Un verdadero cristiano está vigilante, lo que significa que está listo para escuchar la palabra de Dios y responder en consecuencia.
Por Carl E. Olson
“¿Cuál es la marca distintiva de un cristiano?”, preguntó San Basilio en su obra Moralia, una guía para llevar una vida moralmente recta en el mundo. ¿Cómo podríamos responder a esta pregunta? Ser bondadoso. Ser caritativo. Dar a los pobres. Todas estas son buenas respuestas, pero la respuesta de San Basilio enfatizaba algo más: “Es vigilar cada día y cada hora y estar preparado en ese estado de total receptividad que agrada a Dios, sabiendo que el Señor vendrá a una hora que no espera”. Un verdadero cristiano está vigilante, lo que significa que está listo para escuchar la palabra de Dios y responder en consecuencia.
De hecho, la vigilancia es imposible sin la fe y la esperanza, ya que el discípulo de Cristo está preparado porque cree en la fe que el Señor ha venido y vendrá, y porque cree en la esperanza de que Cristo cumplirá las promesas concedidas a través de la nueva alianza, la Iglesia y los sacramentos.
El Libro de la Sabiduría fue escrito por un autor judío anónimo y muy culto que vivió en Alejandría, Egipto, entre los años 180 y 50 a. C. La “noche de la Pascua” fue, por supuesto, un momento decisivo para los israelitas. “Fue una noche de vigilia para el Señor, para sacarlos de la tierra de Egipto” (Éxodo 12:42). La vigilancia que se mantuvo durante la noche de la Pascua se basaba en la promesa y en el “conocimiento de los juramentos en los que habían depositado su fe”, que les había sido dada por Dios a través de Moisés.
Sin embargo, esta vigilancia no era solo una cuestión de esperar y vigilar, sino que también implicaba el sacrificio de un cordero sin mancha. La sangre del cordero debía ser untada en los dinteles de las puertas como señal de su fe, y luego el cordero debía ser comido (Éxodo 12:3-14). Esto condujo, entonces, a dos actos esenciales: la liberación del pueblo y la destrucción de sus enemigos.
Hebreos 11 es una celebración poderosa, incluso poética, de la fe vigilante y activa. Comienza afirmando que la fe “es la realización de lo que se espera y la evidencia de lo que no se ve”. La fe se basa en las acciones y palabras de Dios en el pasado y mira con esperanza hacia el futuro y “una patria mejor, la celestial” (Heb. 11:16). Abraham, lleno de fe, obedeció cuando fue llamado a ir a la tierra prometida. Vigilante, respondió, aunque no estaba seguro de adónde lo llevaba Dios, pero creyendo que Dios había preparado una ciudad para él.

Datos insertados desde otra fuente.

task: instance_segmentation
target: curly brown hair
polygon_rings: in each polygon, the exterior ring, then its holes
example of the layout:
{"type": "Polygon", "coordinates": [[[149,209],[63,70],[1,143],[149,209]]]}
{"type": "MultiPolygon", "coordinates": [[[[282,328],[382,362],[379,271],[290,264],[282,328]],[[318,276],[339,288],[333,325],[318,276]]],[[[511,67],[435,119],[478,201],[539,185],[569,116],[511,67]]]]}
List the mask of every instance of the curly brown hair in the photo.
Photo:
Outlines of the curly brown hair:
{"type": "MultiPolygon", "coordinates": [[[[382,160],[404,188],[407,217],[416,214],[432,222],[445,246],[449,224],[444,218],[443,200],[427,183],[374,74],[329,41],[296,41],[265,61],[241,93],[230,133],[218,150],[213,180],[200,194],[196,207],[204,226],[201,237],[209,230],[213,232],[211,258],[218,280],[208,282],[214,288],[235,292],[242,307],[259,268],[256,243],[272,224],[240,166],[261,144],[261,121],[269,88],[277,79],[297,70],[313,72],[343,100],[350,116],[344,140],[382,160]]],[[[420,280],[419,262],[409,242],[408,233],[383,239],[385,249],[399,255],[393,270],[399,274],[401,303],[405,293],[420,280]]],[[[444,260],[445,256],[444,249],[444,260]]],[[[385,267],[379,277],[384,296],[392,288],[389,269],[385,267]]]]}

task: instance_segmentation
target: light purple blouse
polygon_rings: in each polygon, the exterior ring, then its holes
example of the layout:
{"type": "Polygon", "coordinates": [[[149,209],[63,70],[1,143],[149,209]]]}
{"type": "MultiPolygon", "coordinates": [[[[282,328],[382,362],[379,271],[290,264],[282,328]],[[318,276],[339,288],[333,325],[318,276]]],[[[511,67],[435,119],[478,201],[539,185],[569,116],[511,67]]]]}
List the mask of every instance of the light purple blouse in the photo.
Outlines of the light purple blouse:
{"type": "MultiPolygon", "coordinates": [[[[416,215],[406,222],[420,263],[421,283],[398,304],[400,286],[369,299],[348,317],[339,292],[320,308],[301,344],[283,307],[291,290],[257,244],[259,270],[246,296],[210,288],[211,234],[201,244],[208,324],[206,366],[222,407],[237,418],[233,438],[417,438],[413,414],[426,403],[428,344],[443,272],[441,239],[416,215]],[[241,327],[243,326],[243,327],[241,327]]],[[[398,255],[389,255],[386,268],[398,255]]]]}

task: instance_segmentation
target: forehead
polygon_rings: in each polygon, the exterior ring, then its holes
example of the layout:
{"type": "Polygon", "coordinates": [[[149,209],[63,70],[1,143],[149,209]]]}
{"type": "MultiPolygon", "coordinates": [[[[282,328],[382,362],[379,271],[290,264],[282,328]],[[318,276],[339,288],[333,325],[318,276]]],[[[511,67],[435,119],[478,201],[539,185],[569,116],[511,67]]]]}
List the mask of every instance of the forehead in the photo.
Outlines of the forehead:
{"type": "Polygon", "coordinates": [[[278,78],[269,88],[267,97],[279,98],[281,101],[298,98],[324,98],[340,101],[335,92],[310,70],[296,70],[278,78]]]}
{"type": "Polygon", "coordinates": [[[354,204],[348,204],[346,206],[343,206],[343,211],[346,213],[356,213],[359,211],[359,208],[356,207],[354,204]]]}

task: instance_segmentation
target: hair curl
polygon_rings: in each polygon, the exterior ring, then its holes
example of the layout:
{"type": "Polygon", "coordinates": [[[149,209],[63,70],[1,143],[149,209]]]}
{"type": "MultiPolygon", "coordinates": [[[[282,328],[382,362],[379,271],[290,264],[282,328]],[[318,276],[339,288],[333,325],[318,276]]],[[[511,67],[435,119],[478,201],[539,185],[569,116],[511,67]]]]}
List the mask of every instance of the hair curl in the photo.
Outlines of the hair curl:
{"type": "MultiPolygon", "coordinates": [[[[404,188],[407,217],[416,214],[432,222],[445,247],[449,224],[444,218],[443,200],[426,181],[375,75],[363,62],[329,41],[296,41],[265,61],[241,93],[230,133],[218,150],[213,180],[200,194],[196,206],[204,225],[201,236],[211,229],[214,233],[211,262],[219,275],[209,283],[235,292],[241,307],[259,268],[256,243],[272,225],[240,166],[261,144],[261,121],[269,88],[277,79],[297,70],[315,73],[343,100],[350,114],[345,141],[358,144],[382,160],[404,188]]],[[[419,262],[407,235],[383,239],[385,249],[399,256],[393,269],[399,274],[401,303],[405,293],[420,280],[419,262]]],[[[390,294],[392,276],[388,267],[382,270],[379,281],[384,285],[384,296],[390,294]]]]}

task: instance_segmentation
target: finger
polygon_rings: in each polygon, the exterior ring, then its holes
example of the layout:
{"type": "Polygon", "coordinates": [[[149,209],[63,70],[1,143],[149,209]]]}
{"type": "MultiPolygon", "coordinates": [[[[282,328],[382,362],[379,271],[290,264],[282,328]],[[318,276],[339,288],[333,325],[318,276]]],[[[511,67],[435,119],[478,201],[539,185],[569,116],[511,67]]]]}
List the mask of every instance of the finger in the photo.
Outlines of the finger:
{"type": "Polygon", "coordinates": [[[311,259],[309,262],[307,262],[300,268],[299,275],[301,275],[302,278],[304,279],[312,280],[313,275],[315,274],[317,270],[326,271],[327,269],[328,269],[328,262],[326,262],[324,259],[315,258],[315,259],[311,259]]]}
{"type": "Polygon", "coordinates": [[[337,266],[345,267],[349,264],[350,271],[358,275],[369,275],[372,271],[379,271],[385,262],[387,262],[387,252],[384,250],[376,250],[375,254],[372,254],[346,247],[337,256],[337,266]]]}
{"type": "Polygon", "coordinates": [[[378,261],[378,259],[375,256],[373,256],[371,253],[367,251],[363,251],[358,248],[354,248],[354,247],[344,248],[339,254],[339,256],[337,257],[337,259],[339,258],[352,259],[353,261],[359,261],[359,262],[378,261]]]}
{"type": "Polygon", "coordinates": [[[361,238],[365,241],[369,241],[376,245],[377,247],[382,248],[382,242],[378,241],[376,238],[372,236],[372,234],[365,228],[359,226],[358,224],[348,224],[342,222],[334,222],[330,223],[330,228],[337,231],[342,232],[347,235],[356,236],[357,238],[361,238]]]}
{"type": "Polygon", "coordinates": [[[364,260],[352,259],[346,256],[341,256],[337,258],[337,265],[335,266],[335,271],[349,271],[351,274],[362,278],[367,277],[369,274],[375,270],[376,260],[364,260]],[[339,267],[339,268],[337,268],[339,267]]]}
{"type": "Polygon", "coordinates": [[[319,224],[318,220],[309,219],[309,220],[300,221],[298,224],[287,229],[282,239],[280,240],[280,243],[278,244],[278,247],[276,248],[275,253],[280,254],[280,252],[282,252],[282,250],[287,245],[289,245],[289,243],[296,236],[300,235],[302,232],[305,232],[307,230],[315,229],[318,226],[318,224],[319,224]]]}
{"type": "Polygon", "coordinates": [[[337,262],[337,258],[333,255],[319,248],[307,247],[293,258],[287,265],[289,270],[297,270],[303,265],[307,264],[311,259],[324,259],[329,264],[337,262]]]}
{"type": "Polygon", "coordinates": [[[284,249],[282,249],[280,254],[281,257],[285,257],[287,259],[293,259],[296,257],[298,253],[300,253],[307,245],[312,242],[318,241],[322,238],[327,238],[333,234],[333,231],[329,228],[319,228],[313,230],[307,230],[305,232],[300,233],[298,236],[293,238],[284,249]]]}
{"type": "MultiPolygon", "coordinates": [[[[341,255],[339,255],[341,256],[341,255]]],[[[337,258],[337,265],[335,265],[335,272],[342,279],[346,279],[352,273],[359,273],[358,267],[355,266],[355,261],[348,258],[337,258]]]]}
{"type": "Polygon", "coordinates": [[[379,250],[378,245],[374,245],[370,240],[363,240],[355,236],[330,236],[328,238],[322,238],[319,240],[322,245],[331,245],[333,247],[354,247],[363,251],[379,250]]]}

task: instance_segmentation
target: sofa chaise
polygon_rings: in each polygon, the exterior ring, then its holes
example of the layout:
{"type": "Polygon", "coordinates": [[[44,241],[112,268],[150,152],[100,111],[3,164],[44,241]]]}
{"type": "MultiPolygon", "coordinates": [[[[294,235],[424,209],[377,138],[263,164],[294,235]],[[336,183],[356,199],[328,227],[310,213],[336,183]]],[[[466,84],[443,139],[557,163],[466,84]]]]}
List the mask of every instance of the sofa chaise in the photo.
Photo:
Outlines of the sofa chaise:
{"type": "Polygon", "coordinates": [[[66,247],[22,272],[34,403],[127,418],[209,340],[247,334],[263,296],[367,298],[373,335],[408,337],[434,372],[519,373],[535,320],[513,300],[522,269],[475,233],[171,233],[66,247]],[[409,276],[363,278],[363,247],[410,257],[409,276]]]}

Esa ciudad es el cielo, la nueva Jerusalén, la morada de Dios. Solo hay una tierra santa, y fue inaugurada por Jesucristo, que es el nuevo Moisés, “el pionero y perfeccionador de nuestra fe” (Heb. 12:2).
Una vez más, la vigilancia y la obediencia son esenciales; los que escuchan con expectación y responden con fe recibirán el Reino. La exhortación de Jesús a una fe alerta está dirigida a todos los cristianos, pero explicó a Pedro que sus palabras tenían una importancia especial para los Apóstoles y sus sucesores. El maestro, Jesús, ha dado a sus siervos, los apóstoles, una autoridad única en la casa de Dios. El siervo perezoso o ignorante sufrirá severamente. “A quien se le ha confiado mucho, se le exigirá mucho, y a quien se le ha confiado más, se le exigirá aún más”.
Nuestra oración debe hacerse eco de la pronunciada por Santa Isabel de la Trinidad, para que seamos “completamente vigilantes en mi fe, totalmente adoradores y entregados por completo a tu acción creadora” (CIC 260).
(Esta columna “Opening the Word” apareció originalmente en la edición del 8 de agosto de 2010 del periódico Our Sunday Visitor).